Antonio Herraiz

DESDE EL ALTO TAJO

Antonio Herraiz


Mirar hacia otro lado

11/03/2022

Las imágenes de guerra, como las del hambre, nos incomodan a todos. Poner la televisión a las tres de la tarde, con tu plato rebosante de comida mientras sale un niño desnutrido de África o un pequeño recogiendo basura en La Chureca nicaragüense, provoca, si no cambias de canal, un amago de indigestión. Siempre es más fácil mirar hacia otro lado y, tras dos semanas de invasión, llegan las peticiones del oyente y del lector: el personal tiene sobredosis de Ucrania y de sus miserias. «¿No podéis hablar de otra cosa en los medios de comunicación que no sea la guerra?».
Da igual que las bombas y los muertos estén en esa misma porción de terreno continental que llamamos Europa; no importa que nos veamos reflejados en el dolor de los ucranianos que sufren al compartir más afinidades que en otros conflictos. Por momentos, nuestras conciencias se ven sobresaturadas con las desgracias ajenas, aunque también, en parte, sean las nuestras. Ante un conflicto que amenaza en alargarse más de lo que había previsto el invasor, hay instantes en los que solo nos preocupan las consecuencias económicas. Cunde la sensación de que, si no se ve lo que está ocurriendo en el país asediado, lo que toca a nuestros bolsillos se va a solucionar al instante. Buscamos algo así como un impacto emocional controlado que no nos altere en exceso, hasta que la realidad vuelve a estallar en medio de nuestras cómodas vidas plagadas de lamentos.
El llanto de ese niño ucraniano que camina desconsolado en una carretera en Madyka, el paso fronterizo entre Polonia y Ucrania, es el llanto de tu hijo y el mío. El de tu nieto o tu sobrino. El del hijo de tu amigo. Huye de la guerra en medio del frío. No quiere irse porque desconoce lo que le espera. Lo que tiene le provoca miedo, pero no quiere abandonar ese espacio que le ha permitido, hasta ahora, eso que los adultos llaman zona de confort. El gorro que lleva para cubrirse del frío no permite que le veamos los ojos. Tampoco hace falta. Con escuchar su llanto es suficiente.
Tampoco sabemos mucho más de la mujer embarazada que evacúan en una camilla poco sanitaria. El hospital materno-infantil de Mariúpol donde estaba acaba de ser bombardeado. Hay muertos y heridos. Después informan de  que esa mujer es una modelo. Poco importa.
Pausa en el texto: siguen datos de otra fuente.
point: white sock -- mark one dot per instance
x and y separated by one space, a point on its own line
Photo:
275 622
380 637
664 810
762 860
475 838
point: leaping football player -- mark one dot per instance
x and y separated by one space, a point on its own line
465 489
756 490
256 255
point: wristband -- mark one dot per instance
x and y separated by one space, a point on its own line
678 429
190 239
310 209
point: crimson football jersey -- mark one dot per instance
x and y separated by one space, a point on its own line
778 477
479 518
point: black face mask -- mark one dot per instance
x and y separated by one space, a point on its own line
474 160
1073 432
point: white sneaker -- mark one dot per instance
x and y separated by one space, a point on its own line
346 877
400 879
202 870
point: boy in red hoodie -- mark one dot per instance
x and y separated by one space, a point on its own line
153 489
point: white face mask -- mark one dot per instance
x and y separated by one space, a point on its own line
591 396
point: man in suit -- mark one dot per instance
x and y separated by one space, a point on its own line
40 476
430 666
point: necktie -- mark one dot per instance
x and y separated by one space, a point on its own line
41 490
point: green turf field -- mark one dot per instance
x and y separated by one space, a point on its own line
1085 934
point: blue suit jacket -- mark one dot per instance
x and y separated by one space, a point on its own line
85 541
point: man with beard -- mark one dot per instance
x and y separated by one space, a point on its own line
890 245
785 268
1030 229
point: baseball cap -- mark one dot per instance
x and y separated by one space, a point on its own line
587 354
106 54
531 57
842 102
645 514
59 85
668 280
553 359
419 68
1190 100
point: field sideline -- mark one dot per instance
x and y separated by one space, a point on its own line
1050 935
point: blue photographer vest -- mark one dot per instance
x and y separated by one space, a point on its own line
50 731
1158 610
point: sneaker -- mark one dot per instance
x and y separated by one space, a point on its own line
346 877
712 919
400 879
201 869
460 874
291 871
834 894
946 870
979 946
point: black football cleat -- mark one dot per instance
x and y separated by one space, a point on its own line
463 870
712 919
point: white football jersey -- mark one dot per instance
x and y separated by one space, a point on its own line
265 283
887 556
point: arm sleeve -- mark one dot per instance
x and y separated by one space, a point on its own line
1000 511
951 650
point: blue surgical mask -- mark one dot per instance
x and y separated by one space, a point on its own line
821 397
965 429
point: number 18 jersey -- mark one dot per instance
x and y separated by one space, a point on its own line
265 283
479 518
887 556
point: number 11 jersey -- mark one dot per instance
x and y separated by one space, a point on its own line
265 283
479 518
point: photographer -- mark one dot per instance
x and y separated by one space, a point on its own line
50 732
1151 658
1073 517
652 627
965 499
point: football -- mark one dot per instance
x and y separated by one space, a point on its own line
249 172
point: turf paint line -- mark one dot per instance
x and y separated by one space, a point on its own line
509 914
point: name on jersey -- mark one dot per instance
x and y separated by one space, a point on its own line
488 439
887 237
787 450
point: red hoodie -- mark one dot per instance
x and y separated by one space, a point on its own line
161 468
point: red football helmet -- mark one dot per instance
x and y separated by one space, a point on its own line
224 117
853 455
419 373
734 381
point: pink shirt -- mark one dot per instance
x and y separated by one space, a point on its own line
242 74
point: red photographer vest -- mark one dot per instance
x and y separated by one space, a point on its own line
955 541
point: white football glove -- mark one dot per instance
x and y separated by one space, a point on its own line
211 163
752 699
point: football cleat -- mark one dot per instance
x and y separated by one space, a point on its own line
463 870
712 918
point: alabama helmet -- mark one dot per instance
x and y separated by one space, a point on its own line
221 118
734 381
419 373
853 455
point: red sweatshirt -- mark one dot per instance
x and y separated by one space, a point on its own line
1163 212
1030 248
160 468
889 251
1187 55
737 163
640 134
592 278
Mientras muchas madres de Europa en ese punto del embarazo puede que se estén haciendo fotos para recordar después el momento, el rostro de esta mujer aparece desencajado y lleno de terror.
Aquí seguimos preocupados por el precio de la electricidad, la escalada de los carburantes y el disparate en el que se ha situado el gas. Al mismo tiempo, en Mariúpol  entierran a sus muertos en fosas comunes. Las prioridades son muy diferentes a pesar de que la distancia cada vez es más corta. Es una de esas imágenes que, si no la vemos, como que vivimos más a gusto. «Yo prefiero no ver y no escuchar nada, que no hay más que miserias». Y mientras ese impacto inicial se va diluyendo por el desgaste que provoca el paso de los días, los ucranianos siguen luchando por su supervivencia. Es cuestión de morir o de poder contarlo. De acabar en una de esas fosas o de salir vivo de una guerra en la que todos han jugado sus intereses mientras los ucranianos se han quedado solos. Sigamos contando el dinero y disfrutando de una libertad real que pueden quedar diluidos si no se pone freno al tirano.